Orbáns doel is niet alleen machtsbehoud. Hij wil Hongarije omvormen tot een “geleide democratie” naar Russisch model – maar dan binnen de grenzen van de Europese Unie.
Spionageschandalen als politiek wapen
Sinds 2010 leidt Orbán onafgebroken de Hongaarse regering. Maar met verkiezingen in aantocht keldert de steun voor zijn partij Fidesz, terwijl de populariteit van de oppositiepartij Tisza onder leiding van Péter Magyar groeit. Volgens een Medián-enquête uit maart zou 46% van de kiezers op Tisza stemmen, tegenover slechts 37% op Fidesz.
De arrestatie van twee Hongaren op verdenking van spionage in Oekraïne bood Orbán de kans om zijn achterban te mobiliseren. De regering presenteert het incident als een “ongekende aanval op de Hongaarse democratie”. Concrete bewijzen voor sabotage door Oekraïne zijn niet geleverd. Maar dat is ook niet het doel: het draait om het creëren van een narratief waarin Orbán als slachtoffer van buitenlandse agressie verschijnt.

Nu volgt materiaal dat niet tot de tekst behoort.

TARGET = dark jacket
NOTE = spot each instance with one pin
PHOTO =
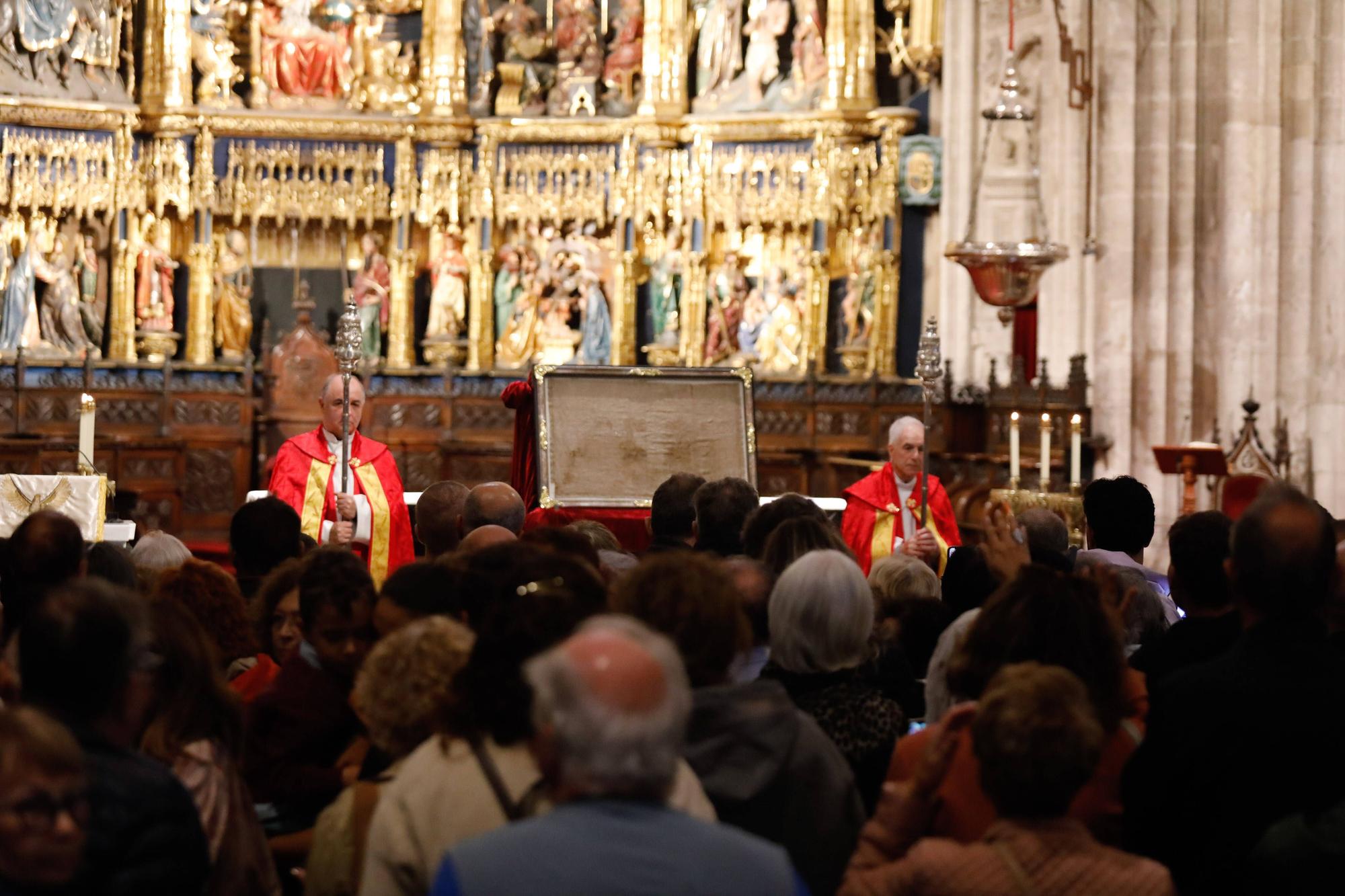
(1231, 747)
(855, 715)
(1188, 642)
(771, 771)
(143, 834)
(295, 733)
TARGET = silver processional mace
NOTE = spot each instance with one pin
(929, 369)
(350, 339)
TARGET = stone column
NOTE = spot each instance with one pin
(1325, 424)
(166, 76)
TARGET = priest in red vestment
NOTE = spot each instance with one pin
(883, 510)
(372, 517)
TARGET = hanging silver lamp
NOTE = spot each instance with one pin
(1007, 274)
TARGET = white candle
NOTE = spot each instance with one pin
(1046, 452)
(1077, 444)
(87, 411)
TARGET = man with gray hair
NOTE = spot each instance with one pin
(610, 708)
(883, 510)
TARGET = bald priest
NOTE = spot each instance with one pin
(372, 516)
(883, 510)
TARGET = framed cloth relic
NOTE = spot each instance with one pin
(610, 436)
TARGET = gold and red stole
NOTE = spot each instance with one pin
(305, 478)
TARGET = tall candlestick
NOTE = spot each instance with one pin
(1077, 456)
(87, 411)
(1046, 452)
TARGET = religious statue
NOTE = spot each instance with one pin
(809, 67)
(750, 327)
(449, 292)
(371, 290)
(302, 61)
(666, 291)
(579, 52)
(479, 40)
(781, 342)
(233, 298)
(719, 48)
(597, 325)
(154, 283)
(60, 319)
(527, 72)
(92, 313)
(857, 309)
(625, 58)
(384, 71)
(20, 329)
(727, 296)
(509, 287)
(213, 52)
(767, 21)
(518, 343)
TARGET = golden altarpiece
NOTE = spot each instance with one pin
(190, 184)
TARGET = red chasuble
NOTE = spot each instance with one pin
(872, 520)
(307, 477)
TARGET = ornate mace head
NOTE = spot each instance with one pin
(929, 357)
(350, 339)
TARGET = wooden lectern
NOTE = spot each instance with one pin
(1196, 459)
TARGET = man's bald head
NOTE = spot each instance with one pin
(436, 517)
(1284, 555)
(484, 537)
(1047, 532)
(610, 708)
(494, 503)
(618, 671)
(330, 403)
(902, 425)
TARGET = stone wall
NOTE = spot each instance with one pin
(1219, 197)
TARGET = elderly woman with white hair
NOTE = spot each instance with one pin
(910, 615)
(155, 553)
(821, 620)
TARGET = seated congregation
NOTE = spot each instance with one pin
(739, 710)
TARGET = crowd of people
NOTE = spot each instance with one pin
(740, 709)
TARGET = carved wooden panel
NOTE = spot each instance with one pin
(134, 412)
(54, 408)
(843, 423)
(473, 470)
(149, 467)
(210, 482)
(774, 421)
(422, 415)
(420, 469)
(155, 512)
(206, 412)
(493, 416)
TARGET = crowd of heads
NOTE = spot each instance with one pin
(606, 670)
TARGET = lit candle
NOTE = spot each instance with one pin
(87, 411)
(1046, 452)
(1077, 444)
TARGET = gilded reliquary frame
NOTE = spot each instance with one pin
(610, 436)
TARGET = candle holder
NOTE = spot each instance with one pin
(1069, 507)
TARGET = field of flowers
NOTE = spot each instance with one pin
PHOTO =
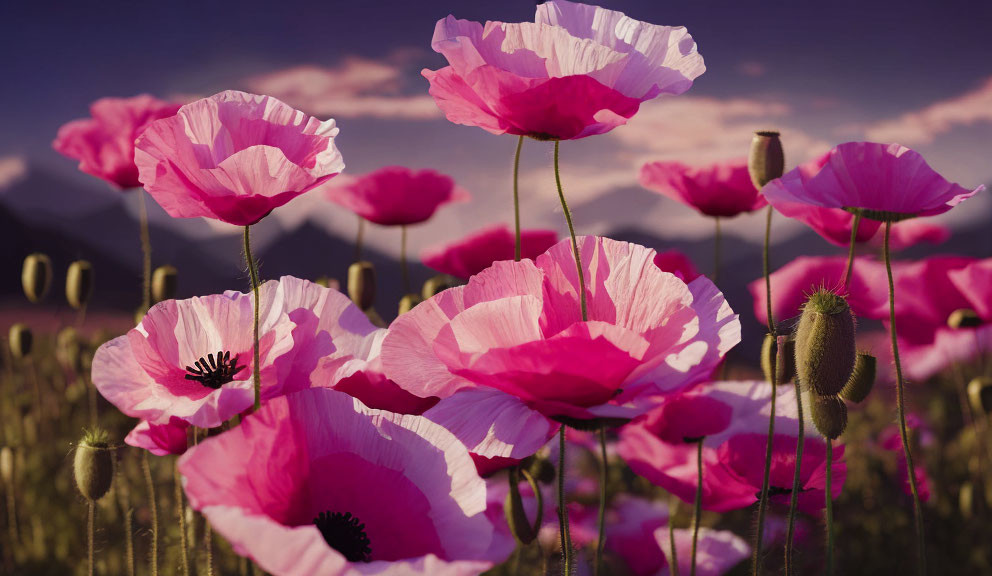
(541, 405)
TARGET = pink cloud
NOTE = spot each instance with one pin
(357, 87)
(923, 126)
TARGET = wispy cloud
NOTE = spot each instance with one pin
(357, 87)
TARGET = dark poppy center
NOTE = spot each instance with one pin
(346, 534)
(214, 371)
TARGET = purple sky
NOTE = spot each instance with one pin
(919, 73)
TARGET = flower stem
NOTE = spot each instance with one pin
(146, 252)
(763, 500)
(153, 512)
(253, 273)
(566, 540)
(901, 405)
(571, 233)
(794, 502)
(697, 508)
(601, 520)
(850, 251)
(830, 509)
(516, 200)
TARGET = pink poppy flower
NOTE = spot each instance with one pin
(397, 196)
(104, 143)
(873, 177)
(733, 458)
(723, 189)
(235, 157)
(792, 283)
(192, 360)
(677, 263)
(159, 439)
(516, 327)
(317, 484)
(576, 71)
(477, 251)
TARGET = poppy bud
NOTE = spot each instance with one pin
(21, 341)
(964, 318)
(829, 414)
(79, 283)
(766, 161)
(769, 356)
(36, 277)
(825, 346)
(361, 284)
(862, 380)
(435, 285)
(408, 302)
(165, 283)
(980, 395)
(93, 465)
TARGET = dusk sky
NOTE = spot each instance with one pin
(910, 72)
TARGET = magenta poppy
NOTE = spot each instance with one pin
(474, 253)
(576, 71)
(886, 181)
(721, 190)
(733, 458)
(235, 157)
(516, 327)
(104, 143)
(317, 484)
(397, 196)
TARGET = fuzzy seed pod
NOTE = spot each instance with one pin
(769, 353)
(766, 161)
(165, 283)
(21, 341)
(93, 464)
(829, 414)
(964, 318)
(408, 302)
(862, 380)
(361, 284)
(825, 346)
(36, 277)
(79, 283)
(435, 285)
(980, 395)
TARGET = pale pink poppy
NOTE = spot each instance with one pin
(794, 282)
(677, 263)
(193, 360)
(317, 484)
(104, 143)
(474, 253)
(576, 71)
(733, 458)
(516, 327)
(873, 177)
(235, 157)
(160, 439)
(397, 196)
(723, 189)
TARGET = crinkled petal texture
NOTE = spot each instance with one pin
(517, 327)
(721, 190)
(870, 176)
(145, 372)
(397, 196)
(467, 257)
(733, 457)
(576, 71)
(104, 143)
(235, 157)
(411, 483)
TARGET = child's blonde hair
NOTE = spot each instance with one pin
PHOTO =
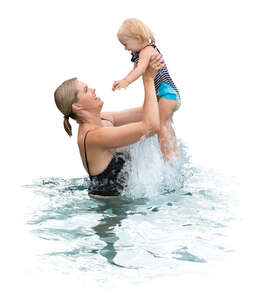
(133, 28)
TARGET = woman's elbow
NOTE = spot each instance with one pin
(153, 128)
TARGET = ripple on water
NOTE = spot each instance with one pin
(154, 228)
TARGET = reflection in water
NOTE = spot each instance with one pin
(153, 230)
(113, 211)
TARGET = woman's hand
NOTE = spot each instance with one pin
(155, 64)
(120, 84)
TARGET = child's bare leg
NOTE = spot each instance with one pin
(166, 134)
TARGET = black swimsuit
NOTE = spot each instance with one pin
(112, 180)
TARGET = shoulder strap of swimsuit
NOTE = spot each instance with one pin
(106, 119)
(85, 151)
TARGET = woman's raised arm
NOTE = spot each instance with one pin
(114, 137)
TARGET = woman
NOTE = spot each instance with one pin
(100, 135)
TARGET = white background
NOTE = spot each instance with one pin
(213, 50)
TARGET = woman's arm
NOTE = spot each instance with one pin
(125, 116)
(114, 137)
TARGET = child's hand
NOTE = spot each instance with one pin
(119, 84)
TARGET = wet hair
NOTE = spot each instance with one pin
(134, 27)
(65, 95)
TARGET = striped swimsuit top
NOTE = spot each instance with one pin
(162, 75)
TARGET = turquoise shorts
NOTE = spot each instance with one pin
(166, 91)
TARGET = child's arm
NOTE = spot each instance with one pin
(143, 62)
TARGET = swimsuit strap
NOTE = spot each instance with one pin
(153, 45)
(85, 151)
(106, 119)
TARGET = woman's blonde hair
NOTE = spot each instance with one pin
(134, 27)
(65, 95)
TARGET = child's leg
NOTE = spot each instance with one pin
(166, 134)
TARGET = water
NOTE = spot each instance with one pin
(169, 221)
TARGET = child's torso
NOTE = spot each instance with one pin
(162, 75)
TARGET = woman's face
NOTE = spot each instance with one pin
(87, 96)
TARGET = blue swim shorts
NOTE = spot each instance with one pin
(166, 91)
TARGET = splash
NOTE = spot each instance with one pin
(150, 176)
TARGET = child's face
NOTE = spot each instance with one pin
(132, 44)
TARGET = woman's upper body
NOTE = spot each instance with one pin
(98, 139)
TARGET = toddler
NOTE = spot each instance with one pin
(139, 39)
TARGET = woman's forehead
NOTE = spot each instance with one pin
(80, 84)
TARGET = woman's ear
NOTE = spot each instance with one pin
(75, 106)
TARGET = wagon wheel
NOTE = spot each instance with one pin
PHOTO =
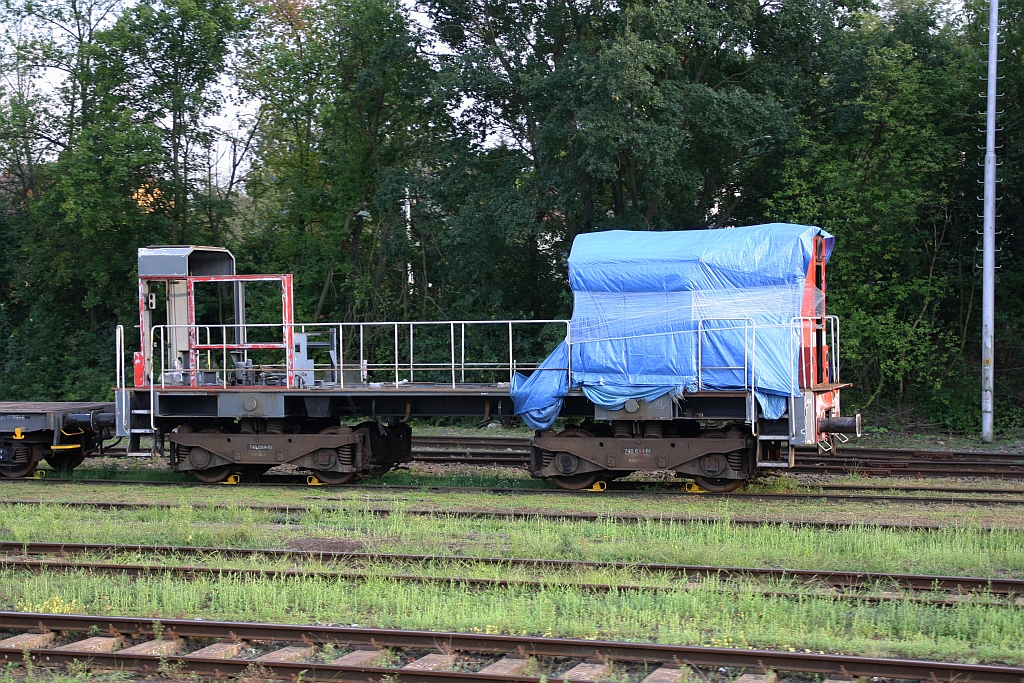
(719, 484)
(66, 461)
(212, 474)
(26, 458)
(328, 476)
(585, 479)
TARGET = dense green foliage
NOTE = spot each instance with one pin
(437, 163)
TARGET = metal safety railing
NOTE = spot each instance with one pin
(343, 354)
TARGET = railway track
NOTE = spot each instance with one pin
(818, 493)
(290, 651)
(287, 511)
(829, 579)
(136, 569)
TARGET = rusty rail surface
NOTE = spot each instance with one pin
(521, 515)
(832, 579)
(435, 652)
(822, 493)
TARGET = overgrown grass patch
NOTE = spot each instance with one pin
(954, 550)
(698, 615)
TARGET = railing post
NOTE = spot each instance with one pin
(341, 353)
(568, 346)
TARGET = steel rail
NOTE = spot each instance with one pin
(833, 579)
(525, 515)
(840, 665)
(135, 570)
(627, 488)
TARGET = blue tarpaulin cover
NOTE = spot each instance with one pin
(641, 300)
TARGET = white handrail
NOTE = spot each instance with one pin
(218, 338)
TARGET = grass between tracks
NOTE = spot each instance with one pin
(697, 613)
(957, 551)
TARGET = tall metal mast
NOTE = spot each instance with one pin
(988, 242)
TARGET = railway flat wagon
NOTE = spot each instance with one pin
(61, 433)
(705, 352)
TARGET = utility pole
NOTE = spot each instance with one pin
(988, 241)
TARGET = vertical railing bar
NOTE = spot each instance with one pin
(341, 353)
(699, 354)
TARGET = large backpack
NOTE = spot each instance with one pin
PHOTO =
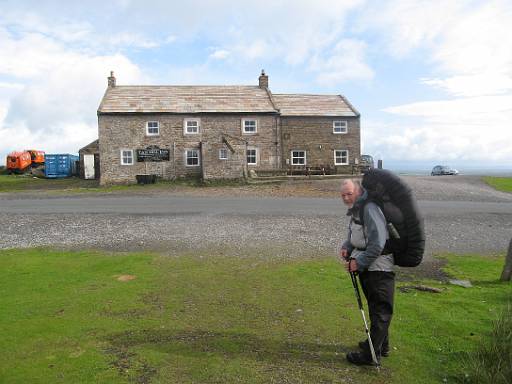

Zo kan hij rechtse en nationalistische kiezers mobiliseren, de oppositie aanvallen en het conflict met Brussel voeden door de EU van dubbele standaarden te beschuldigen.
Deze retoriek past binnen het al jaren consistente beleid van de Hongaarse regering. Orbán uit regelmatig kritiek op sancties tegen Rusland, onderhoudt nauwe banden met China en Belarus en sprak zich recent uit tegen Oekraïens EU-lidmaatschap.
Orbáns paradox
Orbán maakt deel uit van de Europese politieke orde, maar past methoden toe die daar haaks op staan: vervolging van de oppositie, druk op de media, anti-ngo-wetgeving en rechts-populistische retoriek. Zo wordt Hongarije een “Trojaans paard” van het Kremlin binnen de EU. Orbán zal het pad van Poetin blijven volgen, zelfs als dat betekent dat hij de democratie in Hongarije moet vernietigen.
Tijd voor actie vanuit de EU
Orbáns poging om de Hongaarse oppositie te verbinden met vermeende Oekraïense spionage opent de deur naar repressie: afluisterpraktijken, huiszoekingen, strafzaken, informatiestrijd – allemaal onder het mom van “nationale veiligheid”. Het spionageschandaal is slechts het begin. De volgende doelen zijn ongetwijfeld de media en het maatschappelijk middenveld.
Orbáns beleid ondermijnt al jaren de eenheid van de EU, blokkeert beslissingen, destabiliseert de regio en versterkt Russische invloed. Hongarije is onder zijn leiding een politiek instrument van het Kremlin geworden binnen de Unie. De vraag is nu: hoe reageert Brussel?
Als de reactie beperkt blijft tot zorgen en het bevriezen van fondsen, krijgt Orbán carte blanche. De tijd van diplomatieke verklaringen en financiële druk is voorbij. De EU moet de politieke procedure van artikel 7 van het EU-verdrag opstarten – de zogenaamde “nucleaire optie”, waarmee een lidstaat het stemrecht in de Raad kan verliezen bij structurele schending van Europese waarden.
Dat zou niet alleen een juridische, maar ook een politieke boodschap zijn: Europa accepteert geen autocratie.
Viktor Orbán kiest voor desinformatie en confrontatie. Hij is niet langer alleen een tegenstander van Brussel, maar een actieve bondgenoot van autoritair revanchisme dat Europa bedreigt. Het spionageschandaal, de beschuldigingen aan Oekraïne en de Hongaarse oppositie, het onderdrukken van tegenspraak – dat zijn geen binnenlandse politieke spelletjes meer. Het is een rechtstreekse aanval op de fundamenten van de EU. En Europa moet resoluut reageren.
Want als de EU zich niet kan beschermen tegen autoritarisme binnen haar eigen grenzen, zal ze ook geen democratie kunnen verdedigen in de rest van de wereld.